'This is greed'Proposed power-rate hike rankles residents
Northern News Services
Friday, July 14, 2017
Yellowknifers are railing against the prospect of being saddled with yet another power-bill hike.
Gord Van Tighem talks to Leslie Caines after she addressed a public hearing on proposed power-rate increases at the Explorer Hotel on Monday. - Cody Punter/NNSL photos
The Northwest Territories Power Corporation is currently seeking to increase power rates by 12.8 per cent over the next three years, retroactive to 2016. The Public Utilities Board has already approved interim increases of 4.8 per cent and four per cent in August and April respectively.
If the current application is approved, rates will have gone up by 41.2 per cent between 2012 and 2018.
"This is greed, complete greed," said resident Jennifer Pagonis during a four-day public hearing which wrapped up yesterday.
"I'm not sure who's getting their pockets lined but it's not me."
As of press time, a petition on the legislative assembly's website denouncing the hike had 429 signatures.
For the past week, the power corp. has been pleading its case to the Public Utilities Board, the independent body that will have the last say on whether or not the rates will be approved. It is requesting more money to cover revenue shortfalls as a result of a decline in consumption, rising wages, inflation and the cost of replacing aging infrastructure.
"The generators and the plants are ancient," said Gord Van Tighem, chairperson of the Public Utilities Board.
Over the course of the week, the power corp. faced a tough line of questioning by groups from across the territory, including the City of Yellowknife, Town of Hay River, the NWT's thermal communities and the Northwest Territories Federation of Labour (NTFL).
During a break in the proceedings, NTFL president Lorraine Hewlett said the power corp.'s constant request for more money reflects a lack of vision and strategic planning.
"We're in this continual pattern of paying higher rates," she said, pointing out that mines in the territory have begun investing in renewable energy with positive results.
"Our government has to realize that we cannot stay with this unsustainable product."
While the public was welcome to make to make presentations to the Public Utilities Board, just three people showed up on the first two days of hearings.
Following a rallying cry by Pagonis on Facebook's "Yellowknife's cost of living is out of control" page, 17 people descended on the Explorer Hotel to plead their case on Wednesday.
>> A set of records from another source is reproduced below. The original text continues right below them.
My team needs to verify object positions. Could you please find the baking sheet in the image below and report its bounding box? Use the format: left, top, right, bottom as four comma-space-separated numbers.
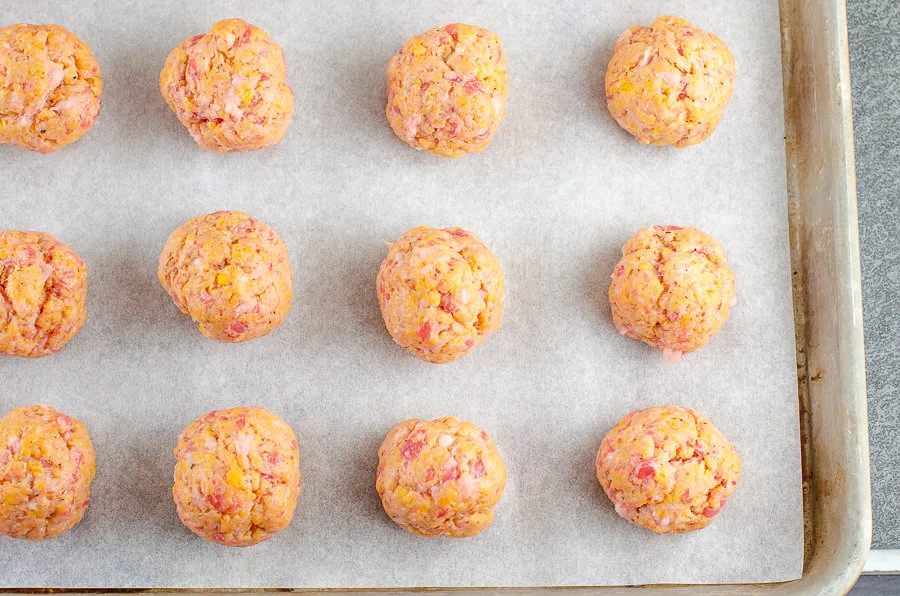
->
0, 0, 803, 588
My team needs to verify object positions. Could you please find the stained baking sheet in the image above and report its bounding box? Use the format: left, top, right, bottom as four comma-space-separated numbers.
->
0, 0, 803, 588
"People can't be here because they're at work so they can pay their power bills," said a frustrated Pagonis on Tuesday, adding she felt the meetings were poorly advertised.
A common complaint from residents that are trying to keep their power bills from skyrocketing is that when they reduce their consumption, their rate per kilowatt hour goes up, thereby minimizing potential savings.
Katherine Harris, a mother who attended one of the hearings this week, said her monthly power bill for her 2,100 sq. foot home hasn't been below $300 for the past few years.
Despite purchasing energy efficient appliances, installing a wood pellet stove to reduce dependence on grid power and limiting how often the family plugs in their car during the winter, her bills have continued to rise.
"We've done a ton of upgrades but we've seen nothing," she said.
Leslie Caines, the lone person to address the board on Monday, said it is not just power rates but the additional charges and riders - which make up a third of her bill - that are affecting her family's finances.
"When they increase their rates all our other fees go up," she said.
Pam Coulter, director of communications for power corp., declined to comment until the hearings were wrapped up in order to avoid influencing the board's decision.
Several people who showed up at the meetings pointed out the continual rate increases have contributed to an exodus of residents who say they can no longer afford to live in the NWT.
Pagonis said for people like her, who were born and raised in the NWT, moving is not an option.
"This is my home, I have nowhere else to go," she said.
The board is expected to make its ruling on the proposed rate increase by fall.